[The following is a copy of a book review, written by the present author, which appeared in the Reports of the National Center for Science Education.]

*The Failures of Mathematical Anti-Evolutionism*, Cambridge University Press, 2022, 292 pages. Reviewed by David H. Bailey

Although modern science has uncovered a universe that is far vaster and more awe-inspiring than ever imagined before, some writers, mostly of the creationist and intelligent design schools, prefer instead to combat science, particularly on traditional topics such as evolution. One common line of argumentation is that certain biological structures are so unlikely, according to simple back-of-the-envelope reckonings based on probability or information theory, that they could never have been produced by a purely natural, “random” evolutionary process, even assuming millions of years of geologic time. Thus evolutionary theory must be false.

Biologists have never taken these writings seriously, mainly because the empirical evidence for evolution is so overwhelming. Mathematicians and statisticians have never taken these writings seriously, mainly because they have deemed them unworthy of detailed refutation. As a result, there has been a dearth of reliable, readable information on the topic.

Mathematician Jason Rosenhouse’s new book *The Failures of Mathematical Anti-Evolutionism* addresses this specific topic. Rosenhouse is very well-qualified for the task. He has previously published *Among the Creationists: Dispatches from the Anti-Evolutionist Front Line*, describing his experiences attending numerous creationist and intelligent design conferences. He has also published several books explaining probability paradoxes to a mainstream audience. His books clearly demonstrate a talent for science writing.

His new book respectfully but firmly explains why various anti-evolution arguments based on probability and information theory are without merit. Many of these are some variation of what Rosenhouse terms the “Basic Argument from Improbability”: (a) identify a complex biological structure; (b) model its evolution as a random selection from a large space of equally probable outcomes; (c) use elementary combinatorics to enumerate this space; and then assert that the resulting “probability” is too remote for the structure to have evolved.

As Rosenhouse observes, such arguments fall to several well-known fallacies: First of all, they presume that all outcomes are equally probable, which is utterly false in real-world biology — some structures are very likely to appear, while vast numbers of others are not biologically possible at all. Further, these arguments presume that the structure appeared via a single-shot “random” selection among all combinatorial possibilities, whereas real biological structures arose from a long string of earlier steps over the eons, each useful in an earlier context. Finally, these arguments ignore the crucial role of natural selection in finding a “path” through biological space.

In general, such arguments are dead ringers for the post-hoc probability fallacy, namely reckoning a probability after the fact, and then claiming that the event could not have happened naturally.

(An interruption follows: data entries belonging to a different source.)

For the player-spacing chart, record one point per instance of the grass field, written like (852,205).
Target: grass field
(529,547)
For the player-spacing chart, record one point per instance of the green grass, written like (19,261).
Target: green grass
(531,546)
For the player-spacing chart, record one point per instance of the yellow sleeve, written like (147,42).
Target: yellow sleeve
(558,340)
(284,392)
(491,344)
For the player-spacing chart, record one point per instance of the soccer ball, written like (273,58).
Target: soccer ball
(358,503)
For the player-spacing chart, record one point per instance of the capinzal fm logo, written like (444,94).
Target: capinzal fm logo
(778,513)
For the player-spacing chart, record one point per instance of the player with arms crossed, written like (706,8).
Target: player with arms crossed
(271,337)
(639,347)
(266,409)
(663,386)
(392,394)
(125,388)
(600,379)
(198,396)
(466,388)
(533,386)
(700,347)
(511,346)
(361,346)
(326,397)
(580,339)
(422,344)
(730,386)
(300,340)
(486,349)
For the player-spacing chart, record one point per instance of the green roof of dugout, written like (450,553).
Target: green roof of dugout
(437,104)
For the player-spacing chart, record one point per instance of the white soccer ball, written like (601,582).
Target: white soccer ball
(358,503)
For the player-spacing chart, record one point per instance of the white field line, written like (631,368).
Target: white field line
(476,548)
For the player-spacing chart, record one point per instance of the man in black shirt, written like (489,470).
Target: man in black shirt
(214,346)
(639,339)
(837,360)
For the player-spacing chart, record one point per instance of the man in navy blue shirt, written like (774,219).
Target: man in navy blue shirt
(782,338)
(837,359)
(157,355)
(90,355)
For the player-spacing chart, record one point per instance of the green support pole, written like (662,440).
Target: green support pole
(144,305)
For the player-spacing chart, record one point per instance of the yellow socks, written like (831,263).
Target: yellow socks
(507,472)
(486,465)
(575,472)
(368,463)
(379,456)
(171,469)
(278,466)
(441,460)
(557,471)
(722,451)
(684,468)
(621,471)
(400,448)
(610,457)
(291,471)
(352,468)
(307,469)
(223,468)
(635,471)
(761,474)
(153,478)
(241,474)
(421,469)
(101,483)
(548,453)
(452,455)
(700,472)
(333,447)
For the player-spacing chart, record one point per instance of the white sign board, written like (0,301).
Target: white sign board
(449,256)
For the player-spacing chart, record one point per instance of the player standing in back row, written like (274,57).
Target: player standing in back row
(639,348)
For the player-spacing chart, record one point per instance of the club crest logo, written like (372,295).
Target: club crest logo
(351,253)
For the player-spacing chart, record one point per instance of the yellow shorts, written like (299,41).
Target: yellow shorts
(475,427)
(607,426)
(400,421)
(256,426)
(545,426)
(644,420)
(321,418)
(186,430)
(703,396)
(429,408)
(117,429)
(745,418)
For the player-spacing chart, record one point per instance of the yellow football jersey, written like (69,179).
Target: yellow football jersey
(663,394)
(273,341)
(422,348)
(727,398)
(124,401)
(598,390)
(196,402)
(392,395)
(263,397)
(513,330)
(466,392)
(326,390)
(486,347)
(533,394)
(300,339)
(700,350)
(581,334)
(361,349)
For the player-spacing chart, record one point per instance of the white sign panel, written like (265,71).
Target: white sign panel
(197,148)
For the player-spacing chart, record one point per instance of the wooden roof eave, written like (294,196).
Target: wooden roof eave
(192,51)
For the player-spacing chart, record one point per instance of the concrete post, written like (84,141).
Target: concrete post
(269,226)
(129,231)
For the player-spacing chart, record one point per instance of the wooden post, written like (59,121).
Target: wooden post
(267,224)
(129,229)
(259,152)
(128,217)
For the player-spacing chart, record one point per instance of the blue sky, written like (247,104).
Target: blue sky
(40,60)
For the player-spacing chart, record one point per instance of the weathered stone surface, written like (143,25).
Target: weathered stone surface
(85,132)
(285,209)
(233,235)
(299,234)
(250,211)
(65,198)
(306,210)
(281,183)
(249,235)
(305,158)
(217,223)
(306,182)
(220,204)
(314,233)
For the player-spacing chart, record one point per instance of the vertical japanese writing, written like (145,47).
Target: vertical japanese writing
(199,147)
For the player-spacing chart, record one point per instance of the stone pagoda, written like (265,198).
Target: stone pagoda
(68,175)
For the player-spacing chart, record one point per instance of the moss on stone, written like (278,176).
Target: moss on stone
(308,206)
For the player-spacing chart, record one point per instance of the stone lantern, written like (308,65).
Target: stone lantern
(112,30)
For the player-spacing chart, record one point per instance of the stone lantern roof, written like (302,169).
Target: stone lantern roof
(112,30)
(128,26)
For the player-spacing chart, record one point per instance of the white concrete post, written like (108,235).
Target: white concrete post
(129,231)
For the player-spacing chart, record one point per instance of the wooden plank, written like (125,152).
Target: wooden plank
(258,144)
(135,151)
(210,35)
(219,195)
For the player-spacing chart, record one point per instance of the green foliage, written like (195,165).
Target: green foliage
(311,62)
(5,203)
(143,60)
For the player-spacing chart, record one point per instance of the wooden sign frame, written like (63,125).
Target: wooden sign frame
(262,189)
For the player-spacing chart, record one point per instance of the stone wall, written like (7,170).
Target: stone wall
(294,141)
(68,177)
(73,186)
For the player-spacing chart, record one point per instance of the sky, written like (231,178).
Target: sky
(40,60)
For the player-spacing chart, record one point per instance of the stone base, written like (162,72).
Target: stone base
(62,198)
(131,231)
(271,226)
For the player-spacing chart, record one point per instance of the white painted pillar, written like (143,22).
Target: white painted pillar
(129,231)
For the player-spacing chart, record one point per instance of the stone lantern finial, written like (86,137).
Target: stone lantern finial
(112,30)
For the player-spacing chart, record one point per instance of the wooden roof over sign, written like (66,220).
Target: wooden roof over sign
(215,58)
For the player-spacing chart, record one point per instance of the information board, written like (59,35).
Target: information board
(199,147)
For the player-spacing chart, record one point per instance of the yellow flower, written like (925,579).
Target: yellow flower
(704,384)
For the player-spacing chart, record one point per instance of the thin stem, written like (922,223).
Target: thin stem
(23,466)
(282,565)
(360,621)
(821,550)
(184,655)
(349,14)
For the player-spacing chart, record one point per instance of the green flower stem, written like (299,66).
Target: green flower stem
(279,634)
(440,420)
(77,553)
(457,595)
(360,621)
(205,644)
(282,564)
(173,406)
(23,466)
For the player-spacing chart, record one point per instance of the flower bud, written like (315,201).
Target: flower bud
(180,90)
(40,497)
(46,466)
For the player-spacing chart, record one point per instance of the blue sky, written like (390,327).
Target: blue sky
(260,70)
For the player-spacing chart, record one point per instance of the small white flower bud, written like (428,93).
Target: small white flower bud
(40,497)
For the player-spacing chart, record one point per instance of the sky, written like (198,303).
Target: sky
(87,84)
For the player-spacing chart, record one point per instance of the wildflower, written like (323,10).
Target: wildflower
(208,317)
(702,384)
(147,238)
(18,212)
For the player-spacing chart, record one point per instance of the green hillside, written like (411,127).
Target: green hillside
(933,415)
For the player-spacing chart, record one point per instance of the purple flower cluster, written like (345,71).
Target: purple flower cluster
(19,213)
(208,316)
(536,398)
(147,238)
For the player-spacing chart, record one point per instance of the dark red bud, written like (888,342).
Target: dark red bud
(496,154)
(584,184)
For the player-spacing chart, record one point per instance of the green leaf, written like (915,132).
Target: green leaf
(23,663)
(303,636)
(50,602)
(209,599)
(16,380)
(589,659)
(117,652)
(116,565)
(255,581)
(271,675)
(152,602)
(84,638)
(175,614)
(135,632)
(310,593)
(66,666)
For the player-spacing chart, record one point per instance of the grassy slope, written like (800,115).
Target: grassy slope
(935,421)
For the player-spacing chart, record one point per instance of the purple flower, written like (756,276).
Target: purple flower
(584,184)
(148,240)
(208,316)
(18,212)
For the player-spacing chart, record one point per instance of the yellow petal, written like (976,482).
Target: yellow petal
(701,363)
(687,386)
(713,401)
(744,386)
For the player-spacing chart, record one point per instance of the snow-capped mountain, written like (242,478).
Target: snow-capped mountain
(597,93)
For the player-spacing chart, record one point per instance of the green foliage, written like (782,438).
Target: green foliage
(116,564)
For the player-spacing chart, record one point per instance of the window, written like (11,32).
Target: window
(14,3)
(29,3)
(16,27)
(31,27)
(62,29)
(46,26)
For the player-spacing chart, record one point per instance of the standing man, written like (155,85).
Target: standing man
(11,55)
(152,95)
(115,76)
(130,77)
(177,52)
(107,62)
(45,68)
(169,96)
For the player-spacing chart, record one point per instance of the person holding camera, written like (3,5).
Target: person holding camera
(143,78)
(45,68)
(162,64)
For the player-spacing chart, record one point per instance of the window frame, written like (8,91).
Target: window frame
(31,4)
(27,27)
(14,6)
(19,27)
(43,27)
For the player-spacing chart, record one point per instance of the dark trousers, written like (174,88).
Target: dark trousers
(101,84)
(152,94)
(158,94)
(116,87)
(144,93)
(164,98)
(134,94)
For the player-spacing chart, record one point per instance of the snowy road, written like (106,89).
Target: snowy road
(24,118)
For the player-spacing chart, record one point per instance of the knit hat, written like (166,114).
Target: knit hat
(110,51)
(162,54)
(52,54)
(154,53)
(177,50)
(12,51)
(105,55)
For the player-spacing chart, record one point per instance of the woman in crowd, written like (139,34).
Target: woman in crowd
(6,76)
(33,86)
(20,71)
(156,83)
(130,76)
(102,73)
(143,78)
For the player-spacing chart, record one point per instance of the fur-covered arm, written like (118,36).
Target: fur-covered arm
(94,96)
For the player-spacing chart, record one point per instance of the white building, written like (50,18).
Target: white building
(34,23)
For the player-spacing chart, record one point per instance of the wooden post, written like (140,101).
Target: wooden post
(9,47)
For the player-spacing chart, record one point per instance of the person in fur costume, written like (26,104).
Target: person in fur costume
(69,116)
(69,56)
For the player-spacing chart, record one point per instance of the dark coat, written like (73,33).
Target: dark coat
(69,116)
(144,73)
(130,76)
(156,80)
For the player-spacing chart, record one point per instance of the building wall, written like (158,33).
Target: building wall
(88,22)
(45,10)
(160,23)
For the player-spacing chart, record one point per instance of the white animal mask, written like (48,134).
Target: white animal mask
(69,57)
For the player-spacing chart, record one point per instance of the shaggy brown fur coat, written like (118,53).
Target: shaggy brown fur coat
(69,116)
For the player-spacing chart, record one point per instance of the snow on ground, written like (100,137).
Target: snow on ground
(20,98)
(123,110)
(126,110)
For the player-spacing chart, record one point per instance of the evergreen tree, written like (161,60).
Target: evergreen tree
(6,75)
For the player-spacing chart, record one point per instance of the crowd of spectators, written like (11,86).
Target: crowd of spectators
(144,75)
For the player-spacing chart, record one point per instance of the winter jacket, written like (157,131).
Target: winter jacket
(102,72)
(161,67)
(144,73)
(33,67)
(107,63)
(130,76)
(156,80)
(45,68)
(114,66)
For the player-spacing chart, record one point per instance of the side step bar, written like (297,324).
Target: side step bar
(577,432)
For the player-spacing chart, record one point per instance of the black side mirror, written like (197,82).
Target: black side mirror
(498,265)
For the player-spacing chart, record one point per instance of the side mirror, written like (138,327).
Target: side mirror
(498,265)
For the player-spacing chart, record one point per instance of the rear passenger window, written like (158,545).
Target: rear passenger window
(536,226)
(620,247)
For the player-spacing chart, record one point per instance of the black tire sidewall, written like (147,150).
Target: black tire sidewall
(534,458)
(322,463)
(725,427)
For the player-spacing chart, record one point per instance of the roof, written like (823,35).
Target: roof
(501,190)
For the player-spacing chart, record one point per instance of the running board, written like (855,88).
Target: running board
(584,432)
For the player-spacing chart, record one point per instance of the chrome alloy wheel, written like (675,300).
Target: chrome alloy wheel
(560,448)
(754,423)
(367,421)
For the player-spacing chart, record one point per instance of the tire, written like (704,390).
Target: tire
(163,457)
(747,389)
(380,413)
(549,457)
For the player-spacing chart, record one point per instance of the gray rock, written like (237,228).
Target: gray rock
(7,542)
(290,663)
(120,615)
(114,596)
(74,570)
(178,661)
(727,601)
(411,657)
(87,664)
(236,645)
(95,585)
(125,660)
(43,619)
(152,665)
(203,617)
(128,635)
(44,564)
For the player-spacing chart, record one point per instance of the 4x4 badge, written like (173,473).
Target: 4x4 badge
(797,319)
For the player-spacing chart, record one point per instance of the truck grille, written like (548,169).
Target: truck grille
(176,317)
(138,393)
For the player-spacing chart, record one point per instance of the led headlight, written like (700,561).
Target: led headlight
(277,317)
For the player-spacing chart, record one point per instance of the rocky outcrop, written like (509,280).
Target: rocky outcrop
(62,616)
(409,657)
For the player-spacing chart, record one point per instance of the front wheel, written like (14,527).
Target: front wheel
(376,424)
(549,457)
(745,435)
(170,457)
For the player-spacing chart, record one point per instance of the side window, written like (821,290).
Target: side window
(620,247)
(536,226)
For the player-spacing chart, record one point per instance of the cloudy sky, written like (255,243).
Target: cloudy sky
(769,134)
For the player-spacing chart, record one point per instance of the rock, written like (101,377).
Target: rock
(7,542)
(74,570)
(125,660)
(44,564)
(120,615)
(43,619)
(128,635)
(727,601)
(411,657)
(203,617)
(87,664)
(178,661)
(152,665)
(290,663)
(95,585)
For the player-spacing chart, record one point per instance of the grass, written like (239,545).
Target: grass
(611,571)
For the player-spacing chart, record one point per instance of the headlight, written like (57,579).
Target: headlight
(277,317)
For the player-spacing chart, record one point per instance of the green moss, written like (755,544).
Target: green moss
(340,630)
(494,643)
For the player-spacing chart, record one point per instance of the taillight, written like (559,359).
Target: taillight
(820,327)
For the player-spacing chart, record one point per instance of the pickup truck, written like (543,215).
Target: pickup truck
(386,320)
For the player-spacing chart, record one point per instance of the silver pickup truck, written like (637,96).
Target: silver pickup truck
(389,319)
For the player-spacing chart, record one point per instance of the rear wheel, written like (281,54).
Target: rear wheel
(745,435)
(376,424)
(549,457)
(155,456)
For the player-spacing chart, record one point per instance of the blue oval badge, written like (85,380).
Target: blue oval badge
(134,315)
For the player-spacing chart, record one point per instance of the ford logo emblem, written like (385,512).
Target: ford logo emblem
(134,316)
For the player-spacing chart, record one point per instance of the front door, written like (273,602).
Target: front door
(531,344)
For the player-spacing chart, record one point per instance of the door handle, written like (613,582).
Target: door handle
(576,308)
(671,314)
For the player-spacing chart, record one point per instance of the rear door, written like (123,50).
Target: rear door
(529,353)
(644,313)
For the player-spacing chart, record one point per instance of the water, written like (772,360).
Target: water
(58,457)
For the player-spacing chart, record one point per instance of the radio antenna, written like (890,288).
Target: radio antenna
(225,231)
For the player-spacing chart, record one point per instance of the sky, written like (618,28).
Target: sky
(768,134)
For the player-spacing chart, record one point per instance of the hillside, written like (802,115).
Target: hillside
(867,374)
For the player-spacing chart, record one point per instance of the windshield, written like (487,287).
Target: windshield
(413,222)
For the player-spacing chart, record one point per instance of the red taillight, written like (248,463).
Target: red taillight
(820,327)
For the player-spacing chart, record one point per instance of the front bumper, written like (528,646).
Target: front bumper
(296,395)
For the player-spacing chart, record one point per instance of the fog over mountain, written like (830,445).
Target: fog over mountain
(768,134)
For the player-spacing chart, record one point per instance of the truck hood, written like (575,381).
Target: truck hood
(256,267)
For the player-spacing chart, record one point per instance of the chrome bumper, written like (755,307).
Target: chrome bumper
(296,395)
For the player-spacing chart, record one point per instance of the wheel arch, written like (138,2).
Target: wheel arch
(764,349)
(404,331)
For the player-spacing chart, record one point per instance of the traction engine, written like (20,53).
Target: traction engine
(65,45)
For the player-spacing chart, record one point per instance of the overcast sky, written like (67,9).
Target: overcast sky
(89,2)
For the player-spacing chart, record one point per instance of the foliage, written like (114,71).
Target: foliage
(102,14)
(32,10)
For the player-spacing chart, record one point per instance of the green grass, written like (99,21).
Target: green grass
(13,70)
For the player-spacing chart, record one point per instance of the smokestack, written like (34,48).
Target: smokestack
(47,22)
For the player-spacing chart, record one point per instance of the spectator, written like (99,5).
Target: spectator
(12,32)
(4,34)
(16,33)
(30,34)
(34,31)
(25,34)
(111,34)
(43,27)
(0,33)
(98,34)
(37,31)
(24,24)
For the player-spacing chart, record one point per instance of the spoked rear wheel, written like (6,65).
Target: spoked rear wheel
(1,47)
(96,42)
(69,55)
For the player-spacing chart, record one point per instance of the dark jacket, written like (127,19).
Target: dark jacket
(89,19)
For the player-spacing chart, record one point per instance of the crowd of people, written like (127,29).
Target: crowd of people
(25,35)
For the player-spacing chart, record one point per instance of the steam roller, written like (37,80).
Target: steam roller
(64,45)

As Rosenhouse explains, we should not be surprised at a seemingly improbable outcome, because some outcome had to happen.

Rosenhouse illustrates this type of fallacious reasoning with the following story (pg. 128-129):

Suppose you and a friend are in the downtown area of a major American city, and you both decide you want a slice of pizza. You pick a direction and start walking. Within just two blocks you find a pizza parlor. Your friend now says, “Incredible! The surface of the Earth is enormous, and almost none of it is covered with pizza parlors. Yet somehow we were able to find one of the few places on Earth that has a pizza parlor. How can you explain something so remarkable?

As Rosenhouse explains, the surface area of the Earth is irrelevant because it was only necessary to search the tiny portion near their location, which, because it is in a major city, has numerous pizza parlors. Rosenhouse then points out that the Basic Argument from Improbability “is guilty of precisely the same oversights, except applied to protein space rather than to the surface of the Earth.” He adds that “the mathematical model on which the [improbability] argument relies is far too unrealistic to produce meaningful results.”

Rosenhouse also addresses arguments based on information theory, entropy and the Second Law of Thermodynamics. Although such arguments are superficially more sophisticated than probability arguments, in the end he finds them equally vacuous — they either rely on intuitive lines of thinking that do not stand up to rigorous analysis, or else they feature profound-looking mathematical analyses, which, because they are based on deeply flawed idealistic models, are irrelevant.

Rosenhouse’s book is a major step forward, and will be greatly appreciated in the community. But as Rosenhouse himself acknowledges, much remains to be done. Hopefully his nicely crafted book will serve as a template for additional contributions in this arena.